The other day, I was on a jog and, for some reason, began thinking about Kerry. Mainly, I was thinking about flip-flopping, and how disastrous Bush's pigheadedness has finally proven to be. Back in 2004, on Pandagon, I used to argue for Kerry to embrace flip-flopping as a virtue, recast a willingness to face complexity into a form of political courage. "Every politician is afraid of being wrong, the difference between me and Mr. Bush is that, given the stakes, I'm even more afraid not being right." So I was fascinated to see Kerry write that op-ed, albeit two years too late:
There's something much worse than being accused of "flip-flopping": refusing to flip when it's obvious that your course of action is a flop.
I say this to President Bush as someone who learned the hard way how embracing the world's complexity can be twisted into a crude political shorthand. Barbed words can make for great politics. But with U.S. troops in Iraq in the middle of an escalating civil war, this is no time for politics. Refusing to change course for fear of the political fallout is not only dangerous -- it is immoral.
I'd rather explain a change of position any day than look a parent in the eye and tell them that their son or daughter had to die so that a broken policy could live.[..]

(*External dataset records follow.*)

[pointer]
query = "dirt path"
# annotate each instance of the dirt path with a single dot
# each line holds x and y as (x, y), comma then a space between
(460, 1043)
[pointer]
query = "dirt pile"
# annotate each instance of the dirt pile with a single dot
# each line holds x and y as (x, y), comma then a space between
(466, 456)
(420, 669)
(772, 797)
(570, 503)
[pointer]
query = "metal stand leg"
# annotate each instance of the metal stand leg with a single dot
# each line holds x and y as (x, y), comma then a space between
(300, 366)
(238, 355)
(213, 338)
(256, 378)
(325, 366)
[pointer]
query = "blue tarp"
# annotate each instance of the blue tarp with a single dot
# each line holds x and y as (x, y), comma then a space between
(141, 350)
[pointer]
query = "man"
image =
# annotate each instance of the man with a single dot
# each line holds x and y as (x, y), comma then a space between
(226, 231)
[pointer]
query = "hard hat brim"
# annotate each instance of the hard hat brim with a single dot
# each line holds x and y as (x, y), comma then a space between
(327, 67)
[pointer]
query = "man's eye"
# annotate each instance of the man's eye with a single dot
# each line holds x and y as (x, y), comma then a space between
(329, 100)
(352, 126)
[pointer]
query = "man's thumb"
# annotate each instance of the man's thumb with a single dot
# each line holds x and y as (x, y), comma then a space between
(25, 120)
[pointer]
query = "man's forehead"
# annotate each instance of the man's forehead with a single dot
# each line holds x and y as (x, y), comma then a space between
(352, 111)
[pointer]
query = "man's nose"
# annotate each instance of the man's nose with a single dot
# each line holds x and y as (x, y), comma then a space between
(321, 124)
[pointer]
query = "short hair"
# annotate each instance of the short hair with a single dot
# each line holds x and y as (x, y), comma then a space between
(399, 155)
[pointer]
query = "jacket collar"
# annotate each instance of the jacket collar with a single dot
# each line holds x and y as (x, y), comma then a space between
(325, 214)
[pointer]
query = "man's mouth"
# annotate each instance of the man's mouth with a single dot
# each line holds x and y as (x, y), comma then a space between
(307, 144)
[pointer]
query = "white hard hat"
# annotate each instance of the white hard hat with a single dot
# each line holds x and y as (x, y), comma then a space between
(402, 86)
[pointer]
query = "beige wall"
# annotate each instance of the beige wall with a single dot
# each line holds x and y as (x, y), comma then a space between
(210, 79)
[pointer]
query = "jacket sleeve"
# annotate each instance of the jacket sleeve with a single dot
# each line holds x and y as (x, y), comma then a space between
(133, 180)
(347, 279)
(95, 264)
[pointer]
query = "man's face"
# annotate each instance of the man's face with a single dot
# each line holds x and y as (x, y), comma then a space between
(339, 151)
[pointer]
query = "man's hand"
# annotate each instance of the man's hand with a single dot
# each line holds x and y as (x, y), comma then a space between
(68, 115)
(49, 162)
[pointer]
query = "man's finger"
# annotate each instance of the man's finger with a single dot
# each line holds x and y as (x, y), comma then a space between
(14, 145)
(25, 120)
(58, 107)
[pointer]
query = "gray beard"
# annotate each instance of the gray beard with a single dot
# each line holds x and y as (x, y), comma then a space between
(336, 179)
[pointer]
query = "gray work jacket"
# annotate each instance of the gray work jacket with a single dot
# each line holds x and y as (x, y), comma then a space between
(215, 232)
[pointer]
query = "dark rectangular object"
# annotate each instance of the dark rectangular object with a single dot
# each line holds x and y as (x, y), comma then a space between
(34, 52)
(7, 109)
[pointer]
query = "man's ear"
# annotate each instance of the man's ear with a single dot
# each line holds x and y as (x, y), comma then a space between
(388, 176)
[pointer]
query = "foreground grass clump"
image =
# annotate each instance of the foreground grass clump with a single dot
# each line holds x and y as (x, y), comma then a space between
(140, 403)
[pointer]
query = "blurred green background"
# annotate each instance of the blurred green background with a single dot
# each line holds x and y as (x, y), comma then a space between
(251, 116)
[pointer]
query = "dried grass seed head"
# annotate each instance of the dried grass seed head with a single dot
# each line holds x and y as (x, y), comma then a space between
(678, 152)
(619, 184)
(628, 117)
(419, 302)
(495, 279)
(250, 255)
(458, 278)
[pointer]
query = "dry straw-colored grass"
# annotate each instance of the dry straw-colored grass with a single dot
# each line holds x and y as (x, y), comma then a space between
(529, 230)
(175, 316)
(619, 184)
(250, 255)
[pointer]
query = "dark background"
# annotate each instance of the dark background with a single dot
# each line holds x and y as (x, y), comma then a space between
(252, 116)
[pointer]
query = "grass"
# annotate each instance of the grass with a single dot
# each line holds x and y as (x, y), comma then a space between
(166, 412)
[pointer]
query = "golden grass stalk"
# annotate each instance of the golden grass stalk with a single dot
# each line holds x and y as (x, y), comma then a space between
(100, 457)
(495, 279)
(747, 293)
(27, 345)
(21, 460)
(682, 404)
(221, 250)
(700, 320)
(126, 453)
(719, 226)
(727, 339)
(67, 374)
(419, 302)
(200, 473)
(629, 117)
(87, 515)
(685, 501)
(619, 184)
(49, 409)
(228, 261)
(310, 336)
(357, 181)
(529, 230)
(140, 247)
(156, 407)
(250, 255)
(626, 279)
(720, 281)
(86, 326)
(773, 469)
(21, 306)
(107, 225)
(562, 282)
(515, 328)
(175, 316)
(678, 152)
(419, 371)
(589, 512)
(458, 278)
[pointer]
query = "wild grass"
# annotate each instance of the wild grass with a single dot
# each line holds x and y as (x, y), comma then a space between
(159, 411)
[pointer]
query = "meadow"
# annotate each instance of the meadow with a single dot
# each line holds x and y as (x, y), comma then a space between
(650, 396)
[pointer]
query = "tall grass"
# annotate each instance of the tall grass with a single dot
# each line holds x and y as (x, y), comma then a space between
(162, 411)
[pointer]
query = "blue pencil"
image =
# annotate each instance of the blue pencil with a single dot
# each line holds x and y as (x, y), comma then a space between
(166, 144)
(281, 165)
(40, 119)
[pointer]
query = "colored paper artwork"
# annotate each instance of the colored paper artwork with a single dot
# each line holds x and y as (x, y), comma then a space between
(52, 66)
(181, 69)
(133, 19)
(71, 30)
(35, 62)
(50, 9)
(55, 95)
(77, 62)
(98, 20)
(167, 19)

President Bush and all of us who grew up in the shadows of World War II remember Winston Churchill -- his grit, his daring, his resolve. I remember listening to his speeches on a vinyl album in the pre-iPod era. Two years ago I spoke about Iraq at Westminster College in Fulton, Mo., where Churchill had drawn a line between freedom and fear in his "iron curtain" speech. In preparation, I reread some of the many words from various addresses that made him famous. Something in one passage caught my eye. When Churchill urged, "Never give in, never give in, never, never, never, never -- in nothing, great or small, large or petty, never give in," he added: "except to convictions of honour and good sense."
This is a time for such convictions.
Maybe such an approach, during the election, would've been suicide. But maybe it wouldn't have been. Kerry's op-ed is a heartbreaking reminder of what could have been. Not only a better president, but a more honorable, more courageous, campaign.